The Wall Street Journal, citing an Israeli official, reported that President Donald Trump gave Israel the go-ahead to restart its attacks.
The attacks fractured a drawdown in hostilities in a 17-month-long war that began with the ceasefire agreement and threatened a return to sustained fighting.
During the war, more than 48,000 Palestinians have been killed, according to the Gaza Health Ministry, and roughly 70 percent of all structures in Gaza have been destroyed during heavy Israeli bombing campaigns, according to Médecins Sans Frontières. Israel says it has killed 20,000 militants.
As part of the ceasefire agreement, both sides have been involved in negotiations for the return of hostages who were taken during Hamas’ Oct. 7, 2023, attacks, which led to the start of the war.
Negotiators were also working to secure a more lasting truce beyond the first phase of the agreement.
A group that represents the families of hostages held in Gaza slammed Israeli’s decision to resume fighting and claimed the government “chose to give up the hostages.”
“We are shocked, angry, and terrified by the deliberate dismantling of the process to return our loved ones from the terrible captivity of Hamas,” The Hostages Families Forum wrote in a post on social media.
“Families of kidnapped children have been begging for a while now for meetings with elected officials who are entrusted with the fate of their loved ones,” the group added, in a second post. “Now, it turns out that elected officials did not meet with them because they were planning to blow up the ceasefire, which could sacrifice their family members.”

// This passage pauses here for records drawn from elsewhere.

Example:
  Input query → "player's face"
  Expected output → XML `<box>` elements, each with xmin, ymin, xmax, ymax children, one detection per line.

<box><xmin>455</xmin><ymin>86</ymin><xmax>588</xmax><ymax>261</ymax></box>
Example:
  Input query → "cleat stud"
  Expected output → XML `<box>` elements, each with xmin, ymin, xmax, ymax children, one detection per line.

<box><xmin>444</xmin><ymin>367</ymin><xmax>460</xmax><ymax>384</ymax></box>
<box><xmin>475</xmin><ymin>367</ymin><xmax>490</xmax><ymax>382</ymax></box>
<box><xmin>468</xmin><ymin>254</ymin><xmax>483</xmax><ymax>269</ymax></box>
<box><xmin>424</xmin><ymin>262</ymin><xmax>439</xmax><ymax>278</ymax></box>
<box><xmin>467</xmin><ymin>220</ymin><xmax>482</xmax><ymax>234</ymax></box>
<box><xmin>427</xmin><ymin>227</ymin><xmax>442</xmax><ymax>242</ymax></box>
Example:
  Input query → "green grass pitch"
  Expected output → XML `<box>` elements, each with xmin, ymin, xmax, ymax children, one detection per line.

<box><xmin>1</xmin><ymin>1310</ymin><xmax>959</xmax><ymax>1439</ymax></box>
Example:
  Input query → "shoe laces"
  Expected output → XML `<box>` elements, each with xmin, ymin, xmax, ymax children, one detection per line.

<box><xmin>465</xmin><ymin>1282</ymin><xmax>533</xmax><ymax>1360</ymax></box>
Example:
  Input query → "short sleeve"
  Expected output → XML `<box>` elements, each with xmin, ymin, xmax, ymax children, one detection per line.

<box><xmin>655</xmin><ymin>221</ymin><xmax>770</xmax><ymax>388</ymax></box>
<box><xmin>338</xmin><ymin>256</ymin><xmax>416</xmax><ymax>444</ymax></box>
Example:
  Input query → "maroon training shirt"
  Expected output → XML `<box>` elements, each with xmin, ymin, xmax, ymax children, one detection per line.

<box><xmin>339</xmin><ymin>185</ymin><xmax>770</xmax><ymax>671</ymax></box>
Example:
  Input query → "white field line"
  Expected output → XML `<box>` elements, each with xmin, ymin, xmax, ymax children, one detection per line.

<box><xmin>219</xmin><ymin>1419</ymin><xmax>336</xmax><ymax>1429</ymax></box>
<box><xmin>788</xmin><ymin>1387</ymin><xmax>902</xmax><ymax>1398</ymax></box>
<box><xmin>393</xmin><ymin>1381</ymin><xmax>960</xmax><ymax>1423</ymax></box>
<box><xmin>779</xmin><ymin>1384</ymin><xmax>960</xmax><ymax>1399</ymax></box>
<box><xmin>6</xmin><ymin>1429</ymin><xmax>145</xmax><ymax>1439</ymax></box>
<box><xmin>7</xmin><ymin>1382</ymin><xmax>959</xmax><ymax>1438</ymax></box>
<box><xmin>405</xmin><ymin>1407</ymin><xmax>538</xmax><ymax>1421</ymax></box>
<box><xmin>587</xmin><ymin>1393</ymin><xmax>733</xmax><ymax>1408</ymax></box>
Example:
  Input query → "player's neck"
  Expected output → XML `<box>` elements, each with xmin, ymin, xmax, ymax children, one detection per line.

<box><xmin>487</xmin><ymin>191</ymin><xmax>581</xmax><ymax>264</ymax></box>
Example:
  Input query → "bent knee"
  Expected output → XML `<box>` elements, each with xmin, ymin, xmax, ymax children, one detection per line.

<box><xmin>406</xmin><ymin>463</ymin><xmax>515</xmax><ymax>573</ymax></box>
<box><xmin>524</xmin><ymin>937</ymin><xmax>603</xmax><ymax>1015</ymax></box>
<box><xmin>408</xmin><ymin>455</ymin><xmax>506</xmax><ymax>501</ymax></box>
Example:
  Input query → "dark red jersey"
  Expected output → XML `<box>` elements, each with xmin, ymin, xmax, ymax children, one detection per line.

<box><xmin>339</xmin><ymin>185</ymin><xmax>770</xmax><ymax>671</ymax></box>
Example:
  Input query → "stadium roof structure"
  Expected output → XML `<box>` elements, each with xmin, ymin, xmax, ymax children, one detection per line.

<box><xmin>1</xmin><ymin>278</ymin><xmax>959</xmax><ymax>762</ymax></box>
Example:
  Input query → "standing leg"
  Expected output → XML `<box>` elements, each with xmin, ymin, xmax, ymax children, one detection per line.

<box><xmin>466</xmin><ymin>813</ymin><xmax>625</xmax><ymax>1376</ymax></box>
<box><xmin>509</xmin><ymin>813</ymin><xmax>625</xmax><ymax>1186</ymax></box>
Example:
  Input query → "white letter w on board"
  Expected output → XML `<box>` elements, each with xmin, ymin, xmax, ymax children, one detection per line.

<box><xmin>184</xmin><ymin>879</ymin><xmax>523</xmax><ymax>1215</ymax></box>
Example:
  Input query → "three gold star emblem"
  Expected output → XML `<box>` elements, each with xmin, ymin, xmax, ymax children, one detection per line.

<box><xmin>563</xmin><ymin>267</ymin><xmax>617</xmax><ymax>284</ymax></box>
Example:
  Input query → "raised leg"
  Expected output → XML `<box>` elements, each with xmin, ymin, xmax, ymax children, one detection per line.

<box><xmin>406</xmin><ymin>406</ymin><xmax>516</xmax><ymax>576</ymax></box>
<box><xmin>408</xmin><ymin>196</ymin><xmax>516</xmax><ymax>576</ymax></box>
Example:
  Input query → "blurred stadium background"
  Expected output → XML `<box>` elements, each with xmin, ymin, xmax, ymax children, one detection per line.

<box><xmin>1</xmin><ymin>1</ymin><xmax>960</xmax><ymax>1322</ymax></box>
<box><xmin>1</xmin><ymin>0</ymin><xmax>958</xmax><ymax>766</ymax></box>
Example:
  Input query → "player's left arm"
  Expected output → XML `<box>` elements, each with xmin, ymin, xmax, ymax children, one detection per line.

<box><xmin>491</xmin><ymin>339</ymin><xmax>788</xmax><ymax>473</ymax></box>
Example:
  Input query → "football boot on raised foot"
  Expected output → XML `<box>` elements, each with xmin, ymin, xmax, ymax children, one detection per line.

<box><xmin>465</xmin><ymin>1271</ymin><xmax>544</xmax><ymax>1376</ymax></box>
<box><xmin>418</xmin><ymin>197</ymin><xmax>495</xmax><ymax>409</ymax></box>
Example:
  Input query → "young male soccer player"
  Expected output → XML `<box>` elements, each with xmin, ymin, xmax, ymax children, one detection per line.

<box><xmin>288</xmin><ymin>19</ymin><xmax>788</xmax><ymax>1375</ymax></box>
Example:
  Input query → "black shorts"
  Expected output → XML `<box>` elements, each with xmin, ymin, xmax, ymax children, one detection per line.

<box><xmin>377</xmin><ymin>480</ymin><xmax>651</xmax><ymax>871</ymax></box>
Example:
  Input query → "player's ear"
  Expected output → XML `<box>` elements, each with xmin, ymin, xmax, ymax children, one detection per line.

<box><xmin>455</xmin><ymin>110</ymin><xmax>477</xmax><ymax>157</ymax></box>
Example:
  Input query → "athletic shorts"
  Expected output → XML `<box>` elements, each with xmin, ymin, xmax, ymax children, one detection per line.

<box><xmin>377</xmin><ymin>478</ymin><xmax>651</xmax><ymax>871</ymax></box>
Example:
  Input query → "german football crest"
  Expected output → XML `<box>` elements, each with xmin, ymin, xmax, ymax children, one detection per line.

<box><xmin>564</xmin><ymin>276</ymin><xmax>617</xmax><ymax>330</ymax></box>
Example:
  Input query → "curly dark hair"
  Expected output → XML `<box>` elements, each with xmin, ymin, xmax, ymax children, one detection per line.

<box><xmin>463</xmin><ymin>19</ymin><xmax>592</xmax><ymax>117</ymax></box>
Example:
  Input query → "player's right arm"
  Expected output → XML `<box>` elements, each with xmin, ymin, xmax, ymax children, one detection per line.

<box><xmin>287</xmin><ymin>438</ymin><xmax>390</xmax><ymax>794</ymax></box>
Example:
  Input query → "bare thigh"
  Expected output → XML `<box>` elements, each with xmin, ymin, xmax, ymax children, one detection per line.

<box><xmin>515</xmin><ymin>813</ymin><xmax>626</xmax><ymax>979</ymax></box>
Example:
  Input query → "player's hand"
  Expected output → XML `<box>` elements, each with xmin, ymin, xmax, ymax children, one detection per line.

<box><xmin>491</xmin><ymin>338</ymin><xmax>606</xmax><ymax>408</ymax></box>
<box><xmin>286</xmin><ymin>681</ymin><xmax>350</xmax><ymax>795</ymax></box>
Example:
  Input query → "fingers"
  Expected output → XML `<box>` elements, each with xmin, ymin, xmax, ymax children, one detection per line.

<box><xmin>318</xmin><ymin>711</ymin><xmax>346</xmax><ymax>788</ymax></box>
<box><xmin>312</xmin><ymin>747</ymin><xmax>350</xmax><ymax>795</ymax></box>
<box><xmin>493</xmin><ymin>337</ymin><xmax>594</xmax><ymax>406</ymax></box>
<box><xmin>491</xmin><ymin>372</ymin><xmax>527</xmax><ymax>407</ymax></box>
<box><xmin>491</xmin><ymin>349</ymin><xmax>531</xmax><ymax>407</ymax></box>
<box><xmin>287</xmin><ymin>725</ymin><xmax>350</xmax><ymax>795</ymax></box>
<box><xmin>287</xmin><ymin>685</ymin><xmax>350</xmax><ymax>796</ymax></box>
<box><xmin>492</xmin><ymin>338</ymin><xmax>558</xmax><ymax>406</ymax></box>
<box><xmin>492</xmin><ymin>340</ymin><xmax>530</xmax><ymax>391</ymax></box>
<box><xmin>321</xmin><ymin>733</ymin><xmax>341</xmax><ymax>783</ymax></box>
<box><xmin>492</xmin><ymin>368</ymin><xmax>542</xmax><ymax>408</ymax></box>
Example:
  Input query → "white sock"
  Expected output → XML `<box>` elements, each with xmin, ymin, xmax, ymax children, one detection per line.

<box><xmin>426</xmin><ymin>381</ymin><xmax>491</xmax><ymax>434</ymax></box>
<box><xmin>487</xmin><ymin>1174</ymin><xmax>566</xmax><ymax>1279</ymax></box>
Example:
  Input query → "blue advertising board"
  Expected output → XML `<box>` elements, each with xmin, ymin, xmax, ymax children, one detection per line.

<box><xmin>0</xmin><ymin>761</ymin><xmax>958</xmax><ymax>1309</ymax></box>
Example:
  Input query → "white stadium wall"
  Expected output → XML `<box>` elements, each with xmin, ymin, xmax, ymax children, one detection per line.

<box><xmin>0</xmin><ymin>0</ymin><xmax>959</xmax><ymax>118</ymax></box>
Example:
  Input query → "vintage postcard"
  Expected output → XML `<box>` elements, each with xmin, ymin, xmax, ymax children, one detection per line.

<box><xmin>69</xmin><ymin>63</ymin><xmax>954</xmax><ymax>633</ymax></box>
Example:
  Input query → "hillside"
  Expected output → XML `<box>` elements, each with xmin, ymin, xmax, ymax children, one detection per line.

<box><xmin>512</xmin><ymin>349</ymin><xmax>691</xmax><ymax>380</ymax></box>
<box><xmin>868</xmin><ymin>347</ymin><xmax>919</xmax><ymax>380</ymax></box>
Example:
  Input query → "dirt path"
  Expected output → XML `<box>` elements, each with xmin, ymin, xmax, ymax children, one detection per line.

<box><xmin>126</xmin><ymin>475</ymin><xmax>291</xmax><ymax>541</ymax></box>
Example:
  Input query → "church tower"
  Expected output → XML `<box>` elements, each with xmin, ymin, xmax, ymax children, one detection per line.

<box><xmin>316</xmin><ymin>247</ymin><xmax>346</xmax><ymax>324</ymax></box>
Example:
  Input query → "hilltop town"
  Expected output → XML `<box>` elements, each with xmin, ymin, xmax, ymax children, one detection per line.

In a statement, Hamas said Israel is “fully responsible for violating and overturning the agreement.”
The Palestinian Foreign Ministry, which is part of the Palestinian Authority in the Israeli-occupied West Bank, called for international intervention to stop the resumption of Israeli attacks, adding that it “affirms that political solutions are key to achieving calm, stopping the aggression, and restoring the political horizon for resolving the conflict.”
The United Nations’ humanitarian coordinator for Palestine also called for a halt to fighting.
“This is unconscionable,” Muhannad Hadi said in a statement. “A ceasefire must be reinstated immediately.”
One of Netanyahu’s most important governing partners, the far-right Finance Minister Bezalel Smotrich, welcomed the attacks.
Smotrich had previously threatened to quit the prime minister’s coalition if fighting in Gaza did not resume.
Israel’s strikes on Gaza came after Trump ordered U.S. strikes on Houthi militant targets in Yemen in recent days.
The Iran-backed group has repeatedly launched attacks on shipping in the Red Sea, claiming their actions are in support of the Palestinians in Gaza.
White House National Security Adviser Mike Walz told ABC News on Monday that the U.S. strikes on Yemen “took out” multiple Houthi leaders.